If you make a string ½ of its length, it will become a perfect octave. Also one of the axioms of music and intervals.
So if the root of a string is F, and we shorten the length of the string by 2/3, then it becomes a C.
C => G
G => D
D => A
A => E
E => B
B => F#
F# => C#
C# => G#
G# => D#
D# => A#
A# => E#
If we take a perfect octave from F, we get an F
After seven times taking a perfect octave, we get an F.
This F is the half of the half of the half of the half of the half of the half of the half of the length of the F we were starting at. So that is ½ to the seventh power of a string's length.
On piano, we are at the F button with both the ways of taking intervals.
According to the twelve times we take a perfect fifth from the root, we get the wavelength that is 2/3 to the twelfth power of the root. This is 4096 divided by 531441, which is nearby 0.0077073.
This is less than the wavelength of the seventh octave, which is ½ to the seventh power, which is 0.0078125.
The frequence of the E# is therefore higher than the frequence of the F. So the E# is higher than the F. This is very logic and easily traceable.
If we take even more perfect fifths and octaves from the F (in total these are 84 perfect fifths and 49 octaves), we get an F with twelve sharps and a custom F. We will see that the F with twelve sharps is definitely not thesame as the F:
The F with twelve sharps is 2/3 to the 84th power which is nearby 1.6156 * 10^15.
The custom F is now 49 octaves higher than the original F, thus ½ to the 49th power, which is nearby 1.7764 * 10^15.

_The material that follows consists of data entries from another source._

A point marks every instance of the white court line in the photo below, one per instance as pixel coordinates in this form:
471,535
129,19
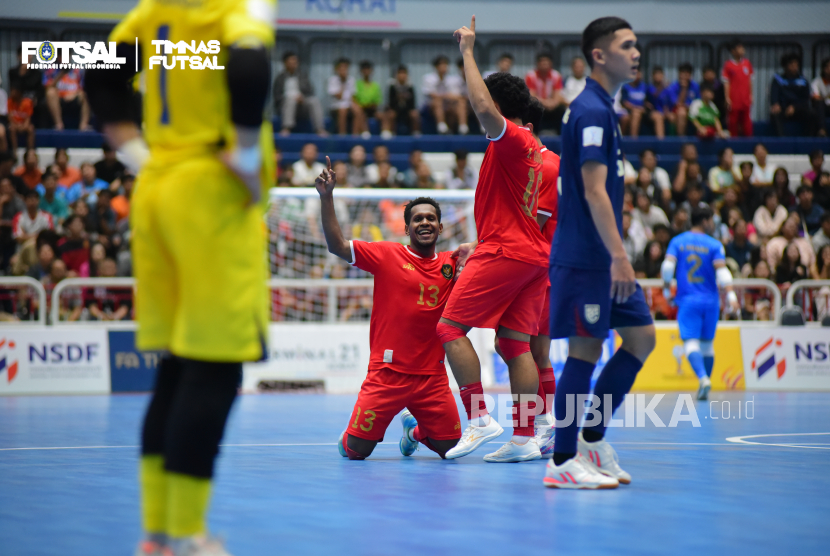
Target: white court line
740,440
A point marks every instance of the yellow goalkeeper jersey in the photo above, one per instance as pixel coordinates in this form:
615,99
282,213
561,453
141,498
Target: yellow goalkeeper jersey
186,108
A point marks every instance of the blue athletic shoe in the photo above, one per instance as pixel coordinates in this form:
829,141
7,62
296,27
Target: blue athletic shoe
340,447
408,446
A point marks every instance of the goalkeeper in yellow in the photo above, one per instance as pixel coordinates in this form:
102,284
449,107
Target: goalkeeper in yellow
204,157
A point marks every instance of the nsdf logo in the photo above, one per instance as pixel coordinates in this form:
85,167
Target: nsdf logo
8,364
768,357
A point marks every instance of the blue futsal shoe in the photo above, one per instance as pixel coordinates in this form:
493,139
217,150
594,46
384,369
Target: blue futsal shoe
408,446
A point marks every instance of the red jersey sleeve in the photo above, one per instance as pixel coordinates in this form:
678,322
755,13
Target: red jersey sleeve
370,255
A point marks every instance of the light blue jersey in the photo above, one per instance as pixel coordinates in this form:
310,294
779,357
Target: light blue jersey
696,254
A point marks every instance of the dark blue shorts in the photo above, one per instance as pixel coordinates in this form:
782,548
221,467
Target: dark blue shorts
580,304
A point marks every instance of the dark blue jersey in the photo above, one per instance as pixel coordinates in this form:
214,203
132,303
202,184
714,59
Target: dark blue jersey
589,132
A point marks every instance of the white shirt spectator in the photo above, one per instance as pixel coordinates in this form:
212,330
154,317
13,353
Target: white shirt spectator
345,89
305,176
470,181
433,85
573,87
821,89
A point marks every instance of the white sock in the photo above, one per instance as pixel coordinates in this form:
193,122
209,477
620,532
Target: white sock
481,421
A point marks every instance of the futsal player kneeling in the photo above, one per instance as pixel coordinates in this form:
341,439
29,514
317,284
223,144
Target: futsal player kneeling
588,261
406,364
198,245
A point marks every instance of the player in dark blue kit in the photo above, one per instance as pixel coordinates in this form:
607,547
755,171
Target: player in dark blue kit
593,281
701,270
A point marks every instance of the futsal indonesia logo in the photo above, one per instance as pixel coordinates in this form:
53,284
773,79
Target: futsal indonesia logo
7,364
765,358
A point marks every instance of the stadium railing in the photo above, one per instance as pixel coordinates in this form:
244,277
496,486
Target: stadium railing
813,305
11,282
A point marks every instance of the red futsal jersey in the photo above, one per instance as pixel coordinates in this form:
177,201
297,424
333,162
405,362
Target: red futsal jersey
739,76
549,194
507,197
409,297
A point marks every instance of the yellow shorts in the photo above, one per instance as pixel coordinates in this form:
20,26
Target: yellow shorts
199,257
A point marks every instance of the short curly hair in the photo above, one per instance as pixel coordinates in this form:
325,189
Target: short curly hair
510,93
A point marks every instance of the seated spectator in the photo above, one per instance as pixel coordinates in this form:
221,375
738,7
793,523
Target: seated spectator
649,160
29,172
20,110
308,168
677,97
73,249
88,187
67,175
781,185
762,172
789,99
462,176
654,104
789,234
575,82
633,99
710,78
822,237
367,99
64,93
409,177
790,268
381,154
545,84
739,247
341,89
634,239
737,84
770,216
424,179
705,116
293,94
820,87
722,176
45,258
646,214
809,212
358,176
50,201
443,95
816,163
109,168
503,64
121,202
402,108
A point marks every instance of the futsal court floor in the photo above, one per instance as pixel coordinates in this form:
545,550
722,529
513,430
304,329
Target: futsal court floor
68,470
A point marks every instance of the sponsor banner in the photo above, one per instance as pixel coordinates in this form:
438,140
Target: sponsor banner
131,370
54,361
667,369
335,353
790,358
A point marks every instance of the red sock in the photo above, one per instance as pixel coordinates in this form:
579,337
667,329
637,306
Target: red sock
467,393
547,387
523,413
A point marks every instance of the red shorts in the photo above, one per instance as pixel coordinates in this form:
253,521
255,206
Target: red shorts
544,318
384,393
494,290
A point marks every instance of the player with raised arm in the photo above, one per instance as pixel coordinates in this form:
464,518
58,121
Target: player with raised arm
592,283
198,245
546,216
503,283
406,364
699,260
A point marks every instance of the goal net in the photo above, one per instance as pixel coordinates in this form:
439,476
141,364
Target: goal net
311,285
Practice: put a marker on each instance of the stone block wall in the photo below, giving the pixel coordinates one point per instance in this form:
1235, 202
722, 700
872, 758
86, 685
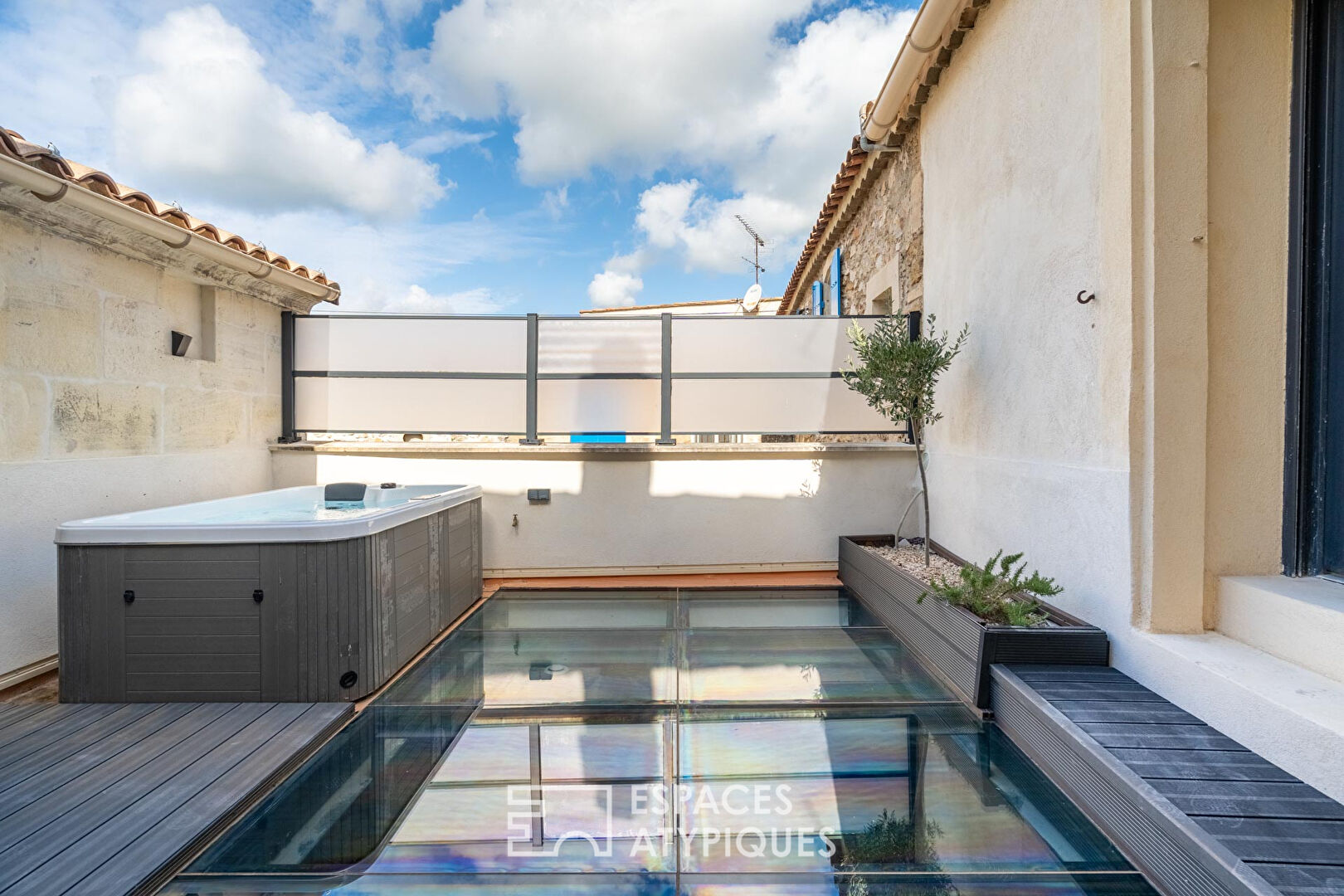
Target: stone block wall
99, 416
886, 236
85, 360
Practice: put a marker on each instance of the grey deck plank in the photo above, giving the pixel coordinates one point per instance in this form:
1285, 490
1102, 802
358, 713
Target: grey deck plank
37, 722
1200, 765
62, 727
163, 796
119, 802
1303, 880
1112, 711
177, 833
1157, 737
1291, 833
1249, 798
19, 713
28, 835
1277, 840
42, 774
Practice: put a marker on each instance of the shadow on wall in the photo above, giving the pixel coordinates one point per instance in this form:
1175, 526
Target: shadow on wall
644, 514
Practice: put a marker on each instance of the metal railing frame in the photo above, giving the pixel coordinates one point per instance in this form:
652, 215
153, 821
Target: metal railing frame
667, 377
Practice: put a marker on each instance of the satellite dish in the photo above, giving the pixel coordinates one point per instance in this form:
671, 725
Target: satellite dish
753, 297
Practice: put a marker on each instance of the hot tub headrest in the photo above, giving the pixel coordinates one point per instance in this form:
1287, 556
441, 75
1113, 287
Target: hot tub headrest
344, 492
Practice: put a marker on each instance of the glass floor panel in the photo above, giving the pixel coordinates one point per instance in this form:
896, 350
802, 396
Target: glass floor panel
661, 742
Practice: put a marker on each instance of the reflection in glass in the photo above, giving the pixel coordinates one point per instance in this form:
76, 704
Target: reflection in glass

These wavelengths are not thesame.
This proof is simple, clear and perfect. So johnmansley,
your theorem is down.
The fifths on a piano are therefore not perfect. There has been lot of discussing about this subject ever before they made the piano and even before the harpsichord was found, and they made a compromis so that the error would be minimal. So on piano, indeed, there are twelve.
For a violin or for other strings, and also for brass instruments and percussion, nevertheless this matters, and you are not about to have the opinion that those are no part of western music.

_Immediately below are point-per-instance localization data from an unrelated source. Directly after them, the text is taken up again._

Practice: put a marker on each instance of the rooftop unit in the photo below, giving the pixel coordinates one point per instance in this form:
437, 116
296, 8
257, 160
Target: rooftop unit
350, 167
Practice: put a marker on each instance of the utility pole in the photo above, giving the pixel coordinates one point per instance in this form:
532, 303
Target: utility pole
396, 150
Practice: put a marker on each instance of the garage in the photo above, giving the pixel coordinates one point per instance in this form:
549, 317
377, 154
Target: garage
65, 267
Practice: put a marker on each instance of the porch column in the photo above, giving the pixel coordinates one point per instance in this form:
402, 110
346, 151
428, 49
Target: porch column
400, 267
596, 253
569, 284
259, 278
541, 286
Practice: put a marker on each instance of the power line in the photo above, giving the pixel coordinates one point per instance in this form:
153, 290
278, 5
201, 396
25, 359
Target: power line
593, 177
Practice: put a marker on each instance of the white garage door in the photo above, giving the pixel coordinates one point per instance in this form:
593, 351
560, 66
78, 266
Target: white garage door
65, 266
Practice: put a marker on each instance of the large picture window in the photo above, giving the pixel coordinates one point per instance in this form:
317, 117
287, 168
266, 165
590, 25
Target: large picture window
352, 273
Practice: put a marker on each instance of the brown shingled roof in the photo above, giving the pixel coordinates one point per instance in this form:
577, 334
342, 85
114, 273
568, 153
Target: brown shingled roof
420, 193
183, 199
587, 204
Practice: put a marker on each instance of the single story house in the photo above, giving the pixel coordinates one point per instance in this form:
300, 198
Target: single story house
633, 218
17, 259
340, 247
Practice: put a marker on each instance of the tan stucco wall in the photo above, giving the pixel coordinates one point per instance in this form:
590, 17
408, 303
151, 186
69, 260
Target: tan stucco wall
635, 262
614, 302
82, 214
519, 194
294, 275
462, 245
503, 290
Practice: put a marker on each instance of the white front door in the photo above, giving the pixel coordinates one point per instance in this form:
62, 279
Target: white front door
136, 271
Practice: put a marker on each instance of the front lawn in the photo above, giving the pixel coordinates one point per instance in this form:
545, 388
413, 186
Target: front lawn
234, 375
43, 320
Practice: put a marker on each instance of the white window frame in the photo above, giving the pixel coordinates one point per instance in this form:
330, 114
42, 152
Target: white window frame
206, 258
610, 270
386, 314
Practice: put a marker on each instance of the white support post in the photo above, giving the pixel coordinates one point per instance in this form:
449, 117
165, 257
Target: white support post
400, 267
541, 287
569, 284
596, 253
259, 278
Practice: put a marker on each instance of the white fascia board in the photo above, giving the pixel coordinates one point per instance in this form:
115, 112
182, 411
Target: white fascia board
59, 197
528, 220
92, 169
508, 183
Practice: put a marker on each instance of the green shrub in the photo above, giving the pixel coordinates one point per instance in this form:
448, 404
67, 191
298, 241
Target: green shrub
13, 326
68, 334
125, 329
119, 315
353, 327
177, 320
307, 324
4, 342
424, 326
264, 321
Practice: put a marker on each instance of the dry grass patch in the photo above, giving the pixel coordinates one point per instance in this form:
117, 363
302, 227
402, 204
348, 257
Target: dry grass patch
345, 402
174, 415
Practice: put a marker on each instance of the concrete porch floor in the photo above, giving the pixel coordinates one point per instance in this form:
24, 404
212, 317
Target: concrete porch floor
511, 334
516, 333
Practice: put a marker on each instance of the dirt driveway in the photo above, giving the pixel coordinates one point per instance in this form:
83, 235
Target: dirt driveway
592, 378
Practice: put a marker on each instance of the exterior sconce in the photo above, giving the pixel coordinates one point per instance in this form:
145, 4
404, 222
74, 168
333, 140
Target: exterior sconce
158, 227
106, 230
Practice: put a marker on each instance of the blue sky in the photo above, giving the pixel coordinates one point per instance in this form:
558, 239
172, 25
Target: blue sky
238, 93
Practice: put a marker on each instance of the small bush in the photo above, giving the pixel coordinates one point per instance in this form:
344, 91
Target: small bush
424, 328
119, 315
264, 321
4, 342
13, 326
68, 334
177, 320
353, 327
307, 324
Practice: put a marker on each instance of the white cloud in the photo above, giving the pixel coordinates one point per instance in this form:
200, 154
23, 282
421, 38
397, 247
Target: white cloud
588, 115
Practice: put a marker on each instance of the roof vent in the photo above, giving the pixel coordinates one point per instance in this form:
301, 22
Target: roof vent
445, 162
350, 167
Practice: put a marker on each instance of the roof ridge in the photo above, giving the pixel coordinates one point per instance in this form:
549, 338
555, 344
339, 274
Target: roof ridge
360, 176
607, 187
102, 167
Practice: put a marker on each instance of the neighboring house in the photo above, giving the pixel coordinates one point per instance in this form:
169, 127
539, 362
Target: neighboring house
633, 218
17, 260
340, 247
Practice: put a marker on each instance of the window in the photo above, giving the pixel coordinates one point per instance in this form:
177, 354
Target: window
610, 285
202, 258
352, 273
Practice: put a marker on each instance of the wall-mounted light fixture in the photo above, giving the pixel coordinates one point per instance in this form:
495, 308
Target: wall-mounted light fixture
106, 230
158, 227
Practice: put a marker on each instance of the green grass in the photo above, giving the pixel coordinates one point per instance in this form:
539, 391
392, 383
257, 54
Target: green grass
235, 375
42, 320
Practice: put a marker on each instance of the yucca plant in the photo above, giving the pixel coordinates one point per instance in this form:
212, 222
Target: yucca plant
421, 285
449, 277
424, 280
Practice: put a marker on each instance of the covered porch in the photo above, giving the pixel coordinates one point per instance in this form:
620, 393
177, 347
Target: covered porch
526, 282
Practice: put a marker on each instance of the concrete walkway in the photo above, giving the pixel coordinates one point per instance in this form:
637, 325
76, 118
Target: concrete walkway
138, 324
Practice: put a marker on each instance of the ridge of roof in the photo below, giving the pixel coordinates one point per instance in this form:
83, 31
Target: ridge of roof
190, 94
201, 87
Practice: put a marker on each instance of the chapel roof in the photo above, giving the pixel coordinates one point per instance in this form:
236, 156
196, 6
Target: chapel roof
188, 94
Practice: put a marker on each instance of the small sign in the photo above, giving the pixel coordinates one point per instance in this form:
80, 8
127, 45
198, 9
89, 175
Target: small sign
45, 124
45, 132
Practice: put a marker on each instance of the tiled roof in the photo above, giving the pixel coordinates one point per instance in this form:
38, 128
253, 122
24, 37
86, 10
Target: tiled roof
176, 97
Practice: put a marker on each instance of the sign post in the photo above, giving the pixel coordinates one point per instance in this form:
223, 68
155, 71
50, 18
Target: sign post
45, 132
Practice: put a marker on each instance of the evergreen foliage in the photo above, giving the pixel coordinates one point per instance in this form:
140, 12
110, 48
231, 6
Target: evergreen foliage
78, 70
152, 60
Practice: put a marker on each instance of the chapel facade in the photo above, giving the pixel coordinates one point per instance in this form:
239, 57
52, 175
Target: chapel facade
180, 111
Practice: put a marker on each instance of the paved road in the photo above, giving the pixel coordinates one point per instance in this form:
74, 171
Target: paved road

That passage in which I sayd that a C# is 15/16 of the string of the root, that was indeed not true.
In dodecaphonics, most of the time we do not use a C with twelve sharps or flats. We most of the time use only one sharp or flat at one note. But nevertheless, the number of possible dodecaphonic melodies is
INFINITE. We just keep it simple (on piano with 12!, so only 479,001,600 possibilities for a dodecaphonic order  for melody is not really the good word for this).
I am a student of math and music, so this was a subject of some masterclass lessons at a university.
Quote:
Originally Posted by johnmansley
forget about butchering music theory

How can I?
Quote:
Originally Posted by johnmansley
just count them

For once more: how can I count an infinite collection, except for making a calculation?